Abstract

Introduction: The COVID-19 pandemic has required unprecedented changes in the provision of surgical care. Breast cancer surgery has continued across the UK, with guidance from advisory bodies. We prospectively conducted an observational study beginning with “lockdown” in March to the September “easing” in 2020, implementing clinic/theatre changes, with comparison to the same period in 2019. Method Referral/surgical procedure data were gathered for the study periods. Modifications in practice included telephone triage, implementation of drain-free axillary-clearances and mastectomies, re-excision of margins under local anaesthetic and non-radioisotope sentinel node localisation. We reviewed data on length of stay and complications. Results: New-patient clinic attendances fell (342-208) 39.2%. Localisation cases fell (24-15) 35.5%. There was a 54.5% (22-10) reduction in mastectomies which in 2020 were drainless using cyanoacrylate glue. 30% of these required seroma drainage, with no re-operations.
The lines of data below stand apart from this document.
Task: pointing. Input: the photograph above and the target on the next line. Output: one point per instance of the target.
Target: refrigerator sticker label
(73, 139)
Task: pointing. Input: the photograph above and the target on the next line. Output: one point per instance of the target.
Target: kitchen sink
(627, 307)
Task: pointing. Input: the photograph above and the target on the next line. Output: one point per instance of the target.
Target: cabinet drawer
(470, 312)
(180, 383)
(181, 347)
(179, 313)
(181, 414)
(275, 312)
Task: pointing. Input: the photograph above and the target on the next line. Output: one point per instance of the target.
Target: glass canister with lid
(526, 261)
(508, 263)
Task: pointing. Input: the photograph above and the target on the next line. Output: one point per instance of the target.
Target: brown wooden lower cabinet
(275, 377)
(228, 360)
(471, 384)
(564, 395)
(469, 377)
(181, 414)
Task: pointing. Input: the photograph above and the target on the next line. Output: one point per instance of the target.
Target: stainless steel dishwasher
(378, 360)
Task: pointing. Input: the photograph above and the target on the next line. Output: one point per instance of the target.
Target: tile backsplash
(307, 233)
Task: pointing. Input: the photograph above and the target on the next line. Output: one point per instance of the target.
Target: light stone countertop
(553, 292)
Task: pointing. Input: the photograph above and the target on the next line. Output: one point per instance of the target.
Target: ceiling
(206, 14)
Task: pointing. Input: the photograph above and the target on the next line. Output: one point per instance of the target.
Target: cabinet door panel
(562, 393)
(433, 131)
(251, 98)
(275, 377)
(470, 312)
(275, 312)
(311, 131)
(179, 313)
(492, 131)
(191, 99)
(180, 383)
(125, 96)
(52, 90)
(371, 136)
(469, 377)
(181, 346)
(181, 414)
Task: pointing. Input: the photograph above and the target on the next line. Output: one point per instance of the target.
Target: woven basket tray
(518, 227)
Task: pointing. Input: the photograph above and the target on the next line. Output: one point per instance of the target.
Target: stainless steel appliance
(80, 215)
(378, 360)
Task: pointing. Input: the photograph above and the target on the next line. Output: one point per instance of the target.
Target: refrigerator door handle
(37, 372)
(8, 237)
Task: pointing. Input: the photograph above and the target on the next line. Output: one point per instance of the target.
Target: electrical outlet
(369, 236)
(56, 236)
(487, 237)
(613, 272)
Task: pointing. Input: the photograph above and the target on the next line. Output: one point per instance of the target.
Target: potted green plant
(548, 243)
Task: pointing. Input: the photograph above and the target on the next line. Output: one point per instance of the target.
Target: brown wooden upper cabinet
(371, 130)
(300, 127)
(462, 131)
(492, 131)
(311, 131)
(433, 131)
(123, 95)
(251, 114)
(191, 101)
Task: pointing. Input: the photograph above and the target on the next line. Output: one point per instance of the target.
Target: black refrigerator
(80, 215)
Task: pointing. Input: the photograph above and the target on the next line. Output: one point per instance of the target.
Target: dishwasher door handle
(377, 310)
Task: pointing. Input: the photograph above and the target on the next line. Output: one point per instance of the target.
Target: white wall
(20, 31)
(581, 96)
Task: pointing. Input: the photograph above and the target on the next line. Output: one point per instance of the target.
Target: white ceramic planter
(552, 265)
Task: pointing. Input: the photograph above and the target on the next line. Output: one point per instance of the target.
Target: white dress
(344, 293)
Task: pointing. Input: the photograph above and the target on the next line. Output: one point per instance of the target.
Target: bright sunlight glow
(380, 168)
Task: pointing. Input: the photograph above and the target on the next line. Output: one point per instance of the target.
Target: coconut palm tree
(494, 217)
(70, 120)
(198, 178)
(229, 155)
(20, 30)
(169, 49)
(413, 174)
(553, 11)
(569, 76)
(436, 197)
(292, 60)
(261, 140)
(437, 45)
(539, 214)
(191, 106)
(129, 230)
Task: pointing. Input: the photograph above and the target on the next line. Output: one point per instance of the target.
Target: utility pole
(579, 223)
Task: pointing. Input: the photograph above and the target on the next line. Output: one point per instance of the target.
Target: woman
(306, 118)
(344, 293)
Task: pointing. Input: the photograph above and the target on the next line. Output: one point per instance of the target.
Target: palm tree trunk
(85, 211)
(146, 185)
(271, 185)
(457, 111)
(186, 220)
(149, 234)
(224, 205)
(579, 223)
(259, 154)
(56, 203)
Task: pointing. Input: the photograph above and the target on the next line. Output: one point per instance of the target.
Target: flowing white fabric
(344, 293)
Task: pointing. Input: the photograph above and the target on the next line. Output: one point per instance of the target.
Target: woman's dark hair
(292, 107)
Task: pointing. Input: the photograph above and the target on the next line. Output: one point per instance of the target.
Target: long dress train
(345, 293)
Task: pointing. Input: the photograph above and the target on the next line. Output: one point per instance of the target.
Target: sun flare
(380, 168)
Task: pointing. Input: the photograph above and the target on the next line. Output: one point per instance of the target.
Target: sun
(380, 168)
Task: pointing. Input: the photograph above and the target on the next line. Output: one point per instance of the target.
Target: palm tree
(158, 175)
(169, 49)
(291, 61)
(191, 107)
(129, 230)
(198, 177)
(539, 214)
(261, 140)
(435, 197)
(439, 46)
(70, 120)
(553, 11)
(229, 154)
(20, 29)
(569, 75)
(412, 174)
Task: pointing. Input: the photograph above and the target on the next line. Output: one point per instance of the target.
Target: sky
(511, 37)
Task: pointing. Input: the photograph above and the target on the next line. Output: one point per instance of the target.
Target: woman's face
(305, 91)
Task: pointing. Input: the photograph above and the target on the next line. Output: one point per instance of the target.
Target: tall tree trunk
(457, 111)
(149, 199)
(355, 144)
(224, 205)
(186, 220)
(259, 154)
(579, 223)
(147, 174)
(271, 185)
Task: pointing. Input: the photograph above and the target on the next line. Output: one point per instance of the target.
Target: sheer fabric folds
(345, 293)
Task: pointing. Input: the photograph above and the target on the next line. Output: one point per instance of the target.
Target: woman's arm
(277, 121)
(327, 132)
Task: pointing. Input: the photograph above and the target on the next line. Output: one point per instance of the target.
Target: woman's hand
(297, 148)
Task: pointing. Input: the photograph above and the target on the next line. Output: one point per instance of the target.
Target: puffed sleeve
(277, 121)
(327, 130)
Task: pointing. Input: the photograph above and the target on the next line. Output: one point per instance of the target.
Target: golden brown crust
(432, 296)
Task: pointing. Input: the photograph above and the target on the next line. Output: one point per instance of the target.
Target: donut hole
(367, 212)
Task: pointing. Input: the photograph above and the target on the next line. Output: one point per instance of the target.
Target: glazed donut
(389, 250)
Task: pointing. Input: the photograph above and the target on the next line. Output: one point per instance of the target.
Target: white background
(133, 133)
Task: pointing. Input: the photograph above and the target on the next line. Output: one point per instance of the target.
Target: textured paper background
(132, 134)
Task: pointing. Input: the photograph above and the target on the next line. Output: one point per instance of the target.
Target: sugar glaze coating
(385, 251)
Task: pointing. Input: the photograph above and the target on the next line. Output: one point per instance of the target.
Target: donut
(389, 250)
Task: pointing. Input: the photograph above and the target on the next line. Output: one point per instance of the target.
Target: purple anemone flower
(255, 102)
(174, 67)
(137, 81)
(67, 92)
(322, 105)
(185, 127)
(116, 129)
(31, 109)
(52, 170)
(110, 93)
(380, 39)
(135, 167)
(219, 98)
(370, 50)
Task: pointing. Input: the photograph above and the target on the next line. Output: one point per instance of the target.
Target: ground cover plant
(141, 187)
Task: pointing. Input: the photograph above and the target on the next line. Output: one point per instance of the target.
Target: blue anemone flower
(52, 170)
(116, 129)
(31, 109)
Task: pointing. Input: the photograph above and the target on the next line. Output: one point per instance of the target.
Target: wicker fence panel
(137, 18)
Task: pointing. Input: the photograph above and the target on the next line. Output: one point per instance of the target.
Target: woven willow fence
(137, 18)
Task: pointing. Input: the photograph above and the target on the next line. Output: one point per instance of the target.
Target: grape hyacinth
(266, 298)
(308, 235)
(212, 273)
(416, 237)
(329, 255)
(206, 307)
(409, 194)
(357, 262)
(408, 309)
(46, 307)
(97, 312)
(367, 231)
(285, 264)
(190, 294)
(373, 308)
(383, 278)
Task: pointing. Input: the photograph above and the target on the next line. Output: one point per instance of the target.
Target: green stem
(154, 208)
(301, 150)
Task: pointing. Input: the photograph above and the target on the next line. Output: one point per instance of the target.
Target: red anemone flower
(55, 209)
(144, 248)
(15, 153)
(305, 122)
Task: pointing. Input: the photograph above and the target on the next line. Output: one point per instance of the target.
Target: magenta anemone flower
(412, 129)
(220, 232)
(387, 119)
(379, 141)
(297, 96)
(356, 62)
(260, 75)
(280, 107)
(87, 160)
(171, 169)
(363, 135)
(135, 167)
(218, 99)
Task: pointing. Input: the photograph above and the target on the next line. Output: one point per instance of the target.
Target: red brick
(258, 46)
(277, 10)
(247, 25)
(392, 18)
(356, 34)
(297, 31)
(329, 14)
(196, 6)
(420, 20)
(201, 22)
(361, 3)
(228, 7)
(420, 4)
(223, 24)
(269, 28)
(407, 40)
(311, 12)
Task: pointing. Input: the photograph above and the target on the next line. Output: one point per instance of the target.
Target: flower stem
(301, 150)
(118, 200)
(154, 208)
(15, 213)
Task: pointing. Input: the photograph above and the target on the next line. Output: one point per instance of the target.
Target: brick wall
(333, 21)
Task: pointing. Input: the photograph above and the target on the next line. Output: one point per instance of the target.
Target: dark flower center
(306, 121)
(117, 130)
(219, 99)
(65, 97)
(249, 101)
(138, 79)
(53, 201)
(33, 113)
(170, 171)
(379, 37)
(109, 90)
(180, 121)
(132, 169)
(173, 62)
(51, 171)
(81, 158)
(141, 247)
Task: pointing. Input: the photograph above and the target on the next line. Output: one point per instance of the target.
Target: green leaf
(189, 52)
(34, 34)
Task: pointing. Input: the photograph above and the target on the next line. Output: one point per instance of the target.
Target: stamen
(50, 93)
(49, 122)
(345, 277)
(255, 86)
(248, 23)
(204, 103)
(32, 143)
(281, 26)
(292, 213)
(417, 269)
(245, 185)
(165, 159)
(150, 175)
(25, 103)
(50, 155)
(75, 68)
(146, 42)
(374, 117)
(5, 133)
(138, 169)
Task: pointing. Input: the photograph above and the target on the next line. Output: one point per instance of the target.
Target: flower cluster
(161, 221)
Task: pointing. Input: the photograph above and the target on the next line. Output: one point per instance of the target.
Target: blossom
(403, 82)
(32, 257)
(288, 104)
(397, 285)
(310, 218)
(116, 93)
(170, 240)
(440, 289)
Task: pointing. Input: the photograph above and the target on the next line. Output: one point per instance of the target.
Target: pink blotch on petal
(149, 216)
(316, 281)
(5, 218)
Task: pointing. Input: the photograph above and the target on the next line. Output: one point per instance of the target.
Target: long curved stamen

There were no reconstructions in 2020 as per guidelines. Re-excision of incomplete margins were performed under local anaesthetic, remaining static at 4 cases in each study period. There was a 46.2% (39-21) reduction in the number of sentinel node localisations. In 2020 all were blue-dye guided to reduce patient transit within hospital; only one case required axillary sampling. Blue-dye resulted in a cost saving of £20,880 over radio-isotope for the period. All but one patient had day-case surgery. Conclusion: Our surgical unit practice has safely evolved to meet the COVID-19 challenge. No patients gained a hospital acquired coronavirus infection peri-operatively. The measures have resulted in cost-savings to the hospital, which might usefully be continued.